Quote:
Originally Posted by des_a
I basically taught myself some of these languages I'm working with. I never did them in school or anything.
|
Good for you! I am all self taught too, it is the best way to learn, provided that you want to learn! Everything else is inferior!
OK, my too-long notes... I have worked on them incrementally, apologies for any distracted errors.
As mentioned previously, you appear to be doing many things in your action code that should be handled by the lexer and the grammar long before your action code comes into play. I suspect that this is the root cause of your malformed parameters which is the main subject of this thread. And I know that it will be the cause of many other problems as you attempt to implement other features which are now only skeletons in your code. As you fix every small thing by modifying your action code, each successive problem will become increasingly intractable, until you let the parser do what it was designed to do.
So I will suggest what I think are the most important things that you can fix now, which will greatly simplify your current, and future action code, and help you avoid the many difficulties which Flex and Bison were designed to resolve.
In this post I will focus on the data path from text to grammar, and getting it under control in the most useful way.
To start at the beginning, let's rethink your YYSTYPE definition. This is the definition of the data type used to pass TOKEN values from the lexer to the parser. Currently you define it as a string, which probably seems to make other things simpler. In truth, it complicates almost everything else you do and severely limits many future options!
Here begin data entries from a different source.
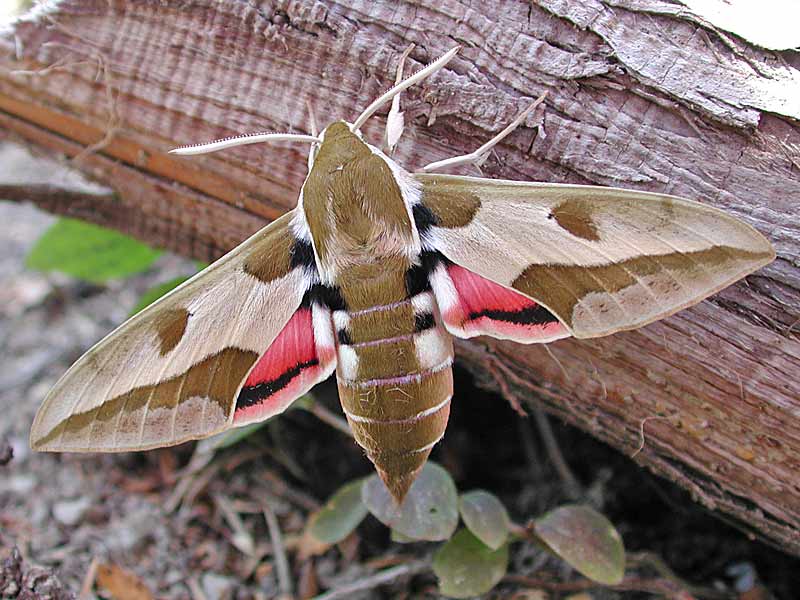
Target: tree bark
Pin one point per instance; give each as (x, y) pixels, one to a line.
(641, 94)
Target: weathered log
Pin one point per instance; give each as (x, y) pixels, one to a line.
(641, 95)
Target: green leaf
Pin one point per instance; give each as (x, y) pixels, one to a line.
(340, 516)
(586, 540)
(467, 567)
(89, 252)
(155, 292)
(486, 517)
(429, 511)
(398, 537)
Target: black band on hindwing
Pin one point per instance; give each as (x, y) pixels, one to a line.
(254, 394)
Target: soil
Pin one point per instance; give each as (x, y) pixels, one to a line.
(185, 524)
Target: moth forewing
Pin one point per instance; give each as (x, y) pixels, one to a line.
(173, 371)
(601, 259)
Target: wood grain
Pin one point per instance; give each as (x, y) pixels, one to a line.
(640, 96)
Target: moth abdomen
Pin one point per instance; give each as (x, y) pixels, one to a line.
(395, 383)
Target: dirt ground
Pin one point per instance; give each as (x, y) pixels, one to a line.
(193, 525)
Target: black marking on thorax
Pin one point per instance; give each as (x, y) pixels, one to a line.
(324, 295)
(418, 276)
(303, 255)
(424, 218)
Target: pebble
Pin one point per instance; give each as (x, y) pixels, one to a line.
(218, 586)
(70, 512)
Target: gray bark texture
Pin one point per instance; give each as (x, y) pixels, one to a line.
(642, 94)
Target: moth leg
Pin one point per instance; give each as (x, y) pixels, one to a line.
(478, 157)
(394, 122)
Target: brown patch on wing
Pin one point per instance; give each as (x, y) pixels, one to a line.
(562, 287)
(453, 208)
(170, 325)
(271, 256)
(575, 216)
(207, 390)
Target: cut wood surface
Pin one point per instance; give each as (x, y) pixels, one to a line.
(641, 95)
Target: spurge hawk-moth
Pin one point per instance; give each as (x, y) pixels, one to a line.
(371, 276)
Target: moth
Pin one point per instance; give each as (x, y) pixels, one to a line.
(371, 276)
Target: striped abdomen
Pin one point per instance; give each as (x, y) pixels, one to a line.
(395, 383)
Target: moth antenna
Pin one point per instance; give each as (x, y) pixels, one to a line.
(478, 157)
(395, 120)
(242, 140)
(312, 152)
(418, 76)
(312, 118)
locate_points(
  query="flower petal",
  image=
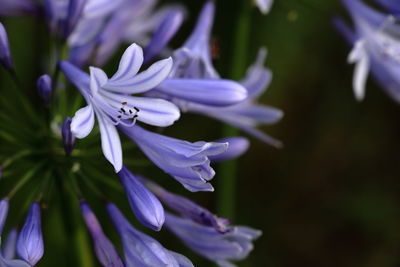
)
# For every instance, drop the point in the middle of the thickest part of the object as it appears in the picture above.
(83, 122)
(214, 92)
(144, 81)
(130, 63)
(110, 143)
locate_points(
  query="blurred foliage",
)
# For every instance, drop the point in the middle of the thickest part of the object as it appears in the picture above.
(330, 197)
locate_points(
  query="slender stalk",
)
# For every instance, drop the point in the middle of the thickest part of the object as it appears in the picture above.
(228, 170)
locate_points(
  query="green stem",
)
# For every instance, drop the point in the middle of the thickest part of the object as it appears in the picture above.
(228, 170)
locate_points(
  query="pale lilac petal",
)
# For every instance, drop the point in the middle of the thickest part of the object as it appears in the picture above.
(144, 81)
(130, 63)
(83, 122)
(110, 143)
(153, 111)
(213, 92)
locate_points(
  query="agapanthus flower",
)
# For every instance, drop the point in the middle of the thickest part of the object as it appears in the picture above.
(376, 48)
(17, 7)
(186, 162)
(5, 53)
(110, 101)
(391, 5)
(146, 207)
(194, 84)
(248, 114)
(189, 209)
(264, 5)
(105, 250)
(237, 146)
(30, 240)
(141, 249)
(221, 248)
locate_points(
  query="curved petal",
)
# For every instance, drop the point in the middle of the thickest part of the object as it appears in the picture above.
(153, 111)
(130, 63)
(83, 122)
(144, 81)
(110, 143)
(214, 92)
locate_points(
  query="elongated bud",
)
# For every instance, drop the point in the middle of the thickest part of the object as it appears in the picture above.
(9, 246)
(146, 207)
(189, 209)
(43, 85)
(237, 147)
(3, 213)
(30, 240)
(164, 33)
(105, 250)
(5, 54)
(68, 137)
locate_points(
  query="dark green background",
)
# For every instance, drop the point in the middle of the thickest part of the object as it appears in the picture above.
(329, 197)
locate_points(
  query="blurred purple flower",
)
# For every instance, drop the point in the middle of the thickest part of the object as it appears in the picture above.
(264, 5)
(141, 249)
(221, 248)
(5, 54)
(376, 48)
(30, 240)
(110, 101)
(105, 250)
(146, 207)
(186, 162)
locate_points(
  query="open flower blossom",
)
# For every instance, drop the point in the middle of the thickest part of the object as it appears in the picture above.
(187, 162)
(141, 249)
(376, 48)
(110, 101)
(194, 84)
(219, 247)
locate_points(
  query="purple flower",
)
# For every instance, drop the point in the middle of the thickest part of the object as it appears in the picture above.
(17, 7)
(68, 137)
(187, 162)
(3, 213)
(247, 115)
(44, 88)
(30, 240)
(110, 100)
(5, 54)
(391, 5)
(146, 207)
(104, 249)
(8, 250)
(141, 249)
(376, 48)
(264, 5)
(237, 146)
(189, 209)
(206, 241)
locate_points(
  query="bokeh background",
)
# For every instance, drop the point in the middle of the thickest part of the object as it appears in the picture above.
(329, 197)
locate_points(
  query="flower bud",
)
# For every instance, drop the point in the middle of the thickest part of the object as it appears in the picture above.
(5, 54)
(44, 88)
(30, 240)
(68, 137)
(146, 207)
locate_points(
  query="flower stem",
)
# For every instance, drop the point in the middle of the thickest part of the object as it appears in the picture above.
(228, 170)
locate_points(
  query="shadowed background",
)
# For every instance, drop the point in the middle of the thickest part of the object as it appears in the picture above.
(330, 196)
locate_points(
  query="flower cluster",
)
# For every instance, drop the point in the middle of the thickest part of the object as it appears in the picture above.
(152, 87)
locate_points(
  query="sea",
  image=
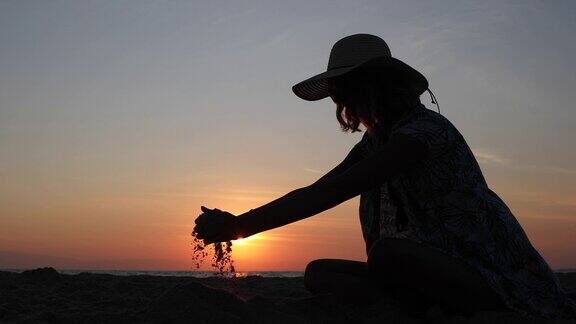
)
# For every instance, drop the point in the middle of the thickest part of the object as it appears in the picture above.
(195, 274)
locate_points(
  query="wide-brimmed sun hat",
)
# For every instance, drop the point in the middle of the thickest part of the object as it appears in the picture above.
(354, 52)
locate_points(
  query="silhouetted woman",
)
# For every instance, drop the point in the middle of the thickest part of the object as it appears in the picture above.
(434, 231)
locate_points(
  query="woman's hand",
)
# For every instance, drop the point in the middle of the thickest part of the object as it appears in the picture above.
(215, 225)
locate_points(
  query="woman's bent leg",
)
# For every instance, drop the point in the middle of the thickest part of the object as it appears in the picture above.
(405, 265)
(346, 279)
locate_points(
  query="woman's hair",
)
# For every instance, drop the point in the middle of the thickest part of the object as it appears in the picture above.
(370, 95)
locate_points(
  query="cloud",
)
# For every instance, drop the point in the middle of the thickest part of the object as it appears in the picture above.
(489, 157)
(486, 156)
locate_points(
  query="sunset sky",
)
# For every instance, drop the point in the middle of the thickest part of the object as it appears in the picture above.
(119, 119)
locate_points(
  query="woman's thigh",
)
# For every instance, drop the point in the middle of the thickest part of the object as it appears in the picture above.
(440, 277)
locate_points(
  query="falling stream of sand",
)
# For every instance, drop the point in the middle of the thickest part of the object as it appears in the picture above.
(221, 252)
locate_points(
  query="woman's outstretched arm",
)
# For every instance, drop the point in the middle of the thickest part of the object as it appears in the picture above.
(399, 153)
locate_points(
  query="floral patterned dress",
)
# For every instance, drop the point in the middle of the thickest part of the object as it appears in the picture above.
(445, 203)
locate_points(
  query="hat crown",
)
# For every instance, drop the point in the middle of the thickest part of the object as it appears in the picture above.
(355, 49)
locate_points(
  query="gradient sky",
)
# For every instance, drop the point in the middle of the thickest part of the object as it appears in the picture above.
(118, 119)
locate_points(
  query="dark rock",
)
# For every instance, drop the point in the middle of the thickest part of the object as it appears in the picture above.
(46, 274)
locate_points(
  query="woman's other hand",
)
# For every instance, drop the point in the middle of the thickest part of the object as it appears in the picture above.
(215, 225)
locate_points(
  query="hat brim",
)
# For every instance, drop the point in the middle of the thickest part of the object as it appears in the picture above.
(316, 87)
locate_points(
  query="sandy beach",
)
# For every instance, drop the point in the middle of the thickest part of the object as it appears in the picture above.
(47, 296)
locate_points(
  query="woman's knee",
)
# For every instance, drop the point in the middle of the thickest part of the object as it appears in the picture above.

YYSTYPE defines the data type of yylval. yylval is passed between lexer and parser to return values with each call of yylex(...). By default it is an integer.
Bison allows you to define your own type, or it provides a powerful means of defining a more comlex type by the
%union declaration. When you make use of the %union declaration you get the additional and very important benefit of being able to easily specify the data types of each TOKEN value and of non-terminals in your grammar, as a by-product!
You will have to think through your own needs, but here is a general way that I often approach it. First, remove your current YYSTYPE definition, you won't need it. Then after the first code block at top of your Bison code, declare your %union, something like this...
Code:
%union {
int ival;
string *sval;
astnode *aval;
}
Here I have declared a union of three types: Integer, pointer to string and pointer to astnode (which I define for my own uses). I would suggest integer and string pointer for your current uses, at minimum. Note that because this results in a C-type union it cannot contain complex types, but can contain pointers to them.
The member names of the union become the types for TOKENS and non-terminals in your parser. So you might then re-define your tokens similar to this (example only):
Code:
%token <sval> TSTRING STRING
Currently I think those are the only token values you are using (which is a topic for another post). Tokens which you never reference in action code do not require a type.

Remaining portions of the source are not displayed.